Her appointment is a sign that Britain is more tolerant than it used to be. Duffy lost out on becoming the laureate ten years ago in part because of concerns over her relationship with the poet Jacki Kay -- then Prime Minister Tony Blair reportedly worried how a lesbian poet laureate would play in "middle England."

It's now clear that Blair's apprehension was unfounded, as Duffy, whose verse is timely and accessible, is now extraordinarily popular. A recent survey of British teenagers revealed her to be the country's most widely read poet after Shakespeare. Another poll found that her poem "Prayer," which I've posted below, is Britain's second most popular poem (after Philip Larkin's "The Whitsun Weddings").

That isn't to say that Duffy's tenure won't have its share of interesting moments. She made news last September when her poem "Education for Leisure" was banned from school curriculum by a British exam board and became the center of a censorship debate. Here's a taste of it:

Today I am going to kill something. Anything.
I have had enough of being ignored and today
I am going to play God...

There is nothing left to kill. I dial the radio
and tell the man he's talking to a superstar.
He cuts me off. I get our bread-knife and go out.
The pavements glitter suddenly. I touch your arm.

Duffy fiercely defends the poem's place in school curriculum -- she argues that it can spark valuable discussion about crime and violence. And, in general, she isn't one to back down. Speaking of her role as poet laureate, she straight out told The Guardian, "I don't have ambassadorial talents," and once bluntly said that "no self-respecting poet" would write drivel for the royal birthday parties and the like -- a task which rankled the last laureate, Andrew Motion. Thankfully for her (or maybe for them), the Royal family has already made it clear that she won't be forced to write anything.

When Duffy chooses to write she is a powerful poet. The aforementioned poem "Prayer," a secular yet deeply spiritual sonnet, resonates far beyond its fourteen lines.

Some days, although we cannot pray, a prayer
utters itself. So, a woman will lift
her head from the sieve of her hands and stare
at the minims sung by a tree, a sudden gift.

Some nights, although we are faithless, the truth
enters our hearts, that small familiar pain;
then a man will stand stock-still, hearing his youth
in the distant Latin chanting of a train.

Pray for us now.
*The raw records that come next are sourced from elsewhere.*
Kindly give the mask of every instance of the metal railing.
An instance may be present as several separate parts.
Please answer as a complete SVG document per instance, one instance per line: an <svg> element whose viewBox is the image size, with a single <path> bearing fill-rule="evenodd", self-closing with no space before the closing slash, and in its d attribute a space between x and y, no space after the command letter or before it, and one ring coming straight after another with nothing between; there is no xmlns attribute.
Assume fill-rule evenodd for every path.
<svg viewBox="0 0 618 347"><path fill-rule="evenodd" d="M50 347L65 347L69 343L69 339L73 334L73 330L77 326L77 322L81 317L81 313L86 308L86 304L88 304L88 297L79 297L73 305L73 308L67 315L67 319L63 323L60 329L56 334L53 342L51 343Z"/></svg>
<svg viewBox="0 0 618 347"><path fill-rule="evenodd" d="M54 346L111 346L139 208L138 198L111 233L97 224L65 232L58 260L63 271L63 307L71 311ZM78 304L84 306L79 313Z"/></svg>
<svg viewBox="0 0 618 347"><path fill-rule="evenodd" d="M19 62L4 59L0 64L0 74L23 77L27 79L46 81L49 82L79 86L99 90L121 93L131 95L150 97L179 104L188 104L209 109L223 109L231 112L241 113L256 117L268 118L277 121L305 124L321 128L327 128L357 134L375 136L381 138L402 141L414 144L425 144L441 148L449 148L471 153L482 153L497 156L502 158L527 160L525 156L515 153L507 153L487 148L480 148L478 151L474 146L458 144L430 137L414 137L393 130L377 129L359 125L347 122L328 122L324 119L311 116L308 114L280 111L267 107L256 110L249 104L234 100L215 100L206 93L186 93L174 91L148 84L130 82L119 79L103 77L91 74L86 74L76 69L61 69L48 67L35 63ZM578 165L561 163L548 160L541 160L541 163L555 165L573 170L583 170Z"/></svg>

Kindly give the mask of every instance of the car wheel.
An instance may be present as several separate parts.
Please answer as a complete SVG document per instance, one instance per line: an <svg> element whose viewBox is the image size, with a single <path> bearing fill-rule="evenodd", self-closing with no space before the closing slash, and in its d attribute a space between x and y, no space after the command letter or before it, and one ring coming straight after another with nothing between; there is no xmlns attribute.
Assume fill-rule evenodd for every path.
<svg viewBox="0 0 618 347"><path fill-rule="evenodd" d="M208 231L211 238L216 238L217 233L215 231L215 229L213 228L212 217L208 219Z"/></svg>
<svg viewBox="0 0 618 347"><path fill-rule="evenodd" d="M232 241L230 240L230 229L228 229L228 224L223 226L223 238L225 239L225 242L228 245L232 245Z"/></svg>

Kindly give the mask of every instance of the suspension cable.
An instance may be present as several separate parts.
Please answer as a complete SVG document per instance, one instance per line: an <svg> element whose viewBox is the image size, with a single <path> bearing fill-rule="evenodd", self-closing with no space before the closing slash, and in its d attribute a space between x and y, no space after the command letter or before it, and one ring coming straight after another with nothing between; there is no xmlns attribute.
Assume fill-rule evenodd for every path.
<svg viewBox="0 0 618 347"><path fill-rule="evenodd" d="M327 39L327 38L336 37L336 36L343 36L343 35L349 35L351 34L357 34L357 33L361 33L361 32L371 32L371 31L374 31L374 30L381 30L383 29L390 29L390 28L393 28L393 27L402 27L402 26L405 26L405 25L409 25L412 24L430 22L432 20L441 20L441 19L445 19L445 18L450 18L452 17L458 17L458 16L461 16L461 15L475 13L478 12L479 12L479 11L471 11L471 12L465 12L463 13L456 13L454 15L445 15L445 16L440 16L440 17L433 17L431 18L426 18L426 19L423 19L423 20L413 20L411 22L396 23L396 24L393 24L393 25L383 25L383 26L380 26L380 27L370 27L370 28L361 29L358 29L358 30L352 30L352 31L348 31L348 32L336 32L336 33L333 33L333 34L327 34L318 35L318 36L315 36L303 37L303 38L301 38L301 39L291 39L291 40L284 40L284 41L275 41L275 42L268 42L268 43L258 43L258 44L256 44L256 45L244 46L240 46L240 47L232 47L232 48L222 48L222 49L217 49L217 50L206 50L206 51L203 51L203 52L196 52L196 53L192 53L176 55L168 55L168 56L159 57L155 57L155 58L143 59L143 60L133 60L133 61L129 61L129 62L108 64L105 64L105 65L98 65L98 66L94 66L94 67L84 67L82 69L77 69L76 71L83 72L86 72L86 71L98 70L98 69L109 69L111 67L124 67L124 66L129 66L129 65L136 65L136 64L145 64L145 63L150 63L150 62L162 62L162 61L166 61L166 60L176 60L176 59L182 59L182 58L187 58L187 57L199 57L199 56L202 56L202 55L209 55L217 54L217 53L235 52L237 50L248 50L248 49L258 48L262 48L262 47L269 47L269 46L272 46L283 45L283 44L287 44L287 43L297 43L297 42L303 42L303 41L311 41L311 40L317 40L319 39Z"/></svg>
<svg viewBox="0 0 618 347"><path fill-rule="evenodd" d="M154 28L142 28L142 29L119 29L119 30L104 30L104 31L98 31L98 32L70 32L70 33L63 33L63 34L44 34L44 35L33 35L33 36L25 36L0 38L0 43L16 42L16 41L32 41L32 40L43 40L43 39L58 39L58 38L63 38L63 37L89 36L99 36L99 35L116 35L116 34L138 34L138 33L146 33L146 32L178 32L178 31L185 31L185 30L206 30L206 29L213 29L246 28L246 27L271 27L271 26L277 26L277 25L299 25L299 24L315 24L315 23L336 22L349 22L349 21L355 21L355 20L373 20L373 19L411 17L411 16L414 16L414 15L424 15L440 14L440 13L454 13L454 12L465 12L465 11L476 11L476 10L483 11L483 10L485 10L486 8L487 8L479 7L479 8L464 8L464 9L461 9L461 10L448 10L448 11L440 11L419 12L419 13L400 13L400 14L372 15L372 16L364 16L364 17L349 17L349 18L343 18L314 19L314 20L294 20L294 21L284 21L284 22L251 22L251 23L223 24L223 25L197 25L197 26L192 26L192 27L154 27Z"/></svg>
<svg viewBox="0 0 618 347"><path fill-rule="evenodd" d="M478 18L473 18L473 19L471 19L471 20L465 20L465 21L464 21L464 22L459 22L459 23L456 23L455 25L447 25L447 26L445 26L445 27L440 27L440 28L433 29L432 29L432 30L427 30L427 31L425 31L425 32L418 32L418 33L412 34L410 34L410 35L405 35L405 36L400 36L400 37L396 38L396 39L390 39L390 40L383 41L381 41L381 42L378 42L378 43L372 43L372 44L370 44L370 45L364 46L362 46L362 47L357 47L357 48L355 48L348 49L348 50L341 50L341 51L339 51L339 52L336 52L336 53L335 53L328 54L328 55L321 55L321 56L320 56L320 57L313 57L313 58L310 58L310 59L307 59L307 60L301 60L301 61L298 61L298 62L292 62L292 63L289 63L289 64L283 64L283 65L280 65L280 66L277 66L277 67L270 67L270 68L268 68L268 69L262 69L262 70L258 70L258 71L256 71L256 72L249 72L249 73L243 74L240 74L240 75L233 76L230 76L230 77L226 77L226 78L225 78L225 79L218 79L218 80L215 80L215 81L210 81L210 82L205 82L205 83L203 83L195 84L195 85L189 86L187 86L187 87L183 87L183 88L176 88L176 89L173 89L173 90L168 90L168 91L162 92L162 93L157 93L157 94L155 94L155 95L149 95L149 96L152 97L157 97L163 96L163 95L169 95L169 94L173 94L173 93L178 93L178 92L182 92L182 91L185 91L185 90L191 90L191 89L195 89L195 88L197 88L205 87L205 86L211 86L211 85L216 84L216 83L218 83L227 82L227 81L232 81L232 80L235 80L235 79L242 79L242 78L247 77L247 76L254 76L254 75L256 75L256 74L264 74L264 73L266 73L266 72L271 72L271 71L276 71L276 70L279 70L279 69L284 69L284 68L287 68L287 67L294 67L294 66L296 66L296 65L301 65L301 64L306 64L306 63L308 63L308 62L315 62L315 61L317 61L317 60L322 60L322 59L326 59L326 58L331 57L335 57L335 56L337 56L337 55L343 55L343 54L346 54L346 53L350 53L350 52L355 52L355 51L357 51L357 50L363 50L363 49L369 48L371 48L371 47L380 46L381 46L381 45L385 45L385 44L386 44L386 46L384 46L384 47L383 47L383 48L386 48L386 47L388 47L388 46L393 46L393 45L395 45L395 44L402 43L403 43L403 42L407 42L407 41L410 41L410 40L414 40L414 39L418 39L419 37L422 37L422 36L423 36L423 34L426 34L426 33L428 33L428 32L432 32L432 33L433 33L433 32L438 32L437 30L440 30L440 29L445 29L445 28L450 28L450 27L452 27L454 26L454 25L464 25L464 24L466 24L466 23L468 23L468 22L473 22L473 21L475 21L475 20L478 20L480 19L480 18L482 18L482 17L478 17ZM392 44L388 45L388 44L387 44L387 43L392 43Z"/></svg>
Grade 1 piano scales
console the lodger looking out across
a Midlands town. Then dusk, and someone calls
a child's name as though they named their loss.

Darkness outside. Inside, the radio's prayer --
Rockall. Malin. Dogger. Finisterre.

The "radio's prayer," as played out in the rich concluding line, is pulled from a maritime weather forecast which airs each night around midnight in Britain. It's a fine example of how, in Duffy's hands, something quotidian can illuminate and become gorgeously significant. And it's nice to see that her gift has finally won out over prejudice.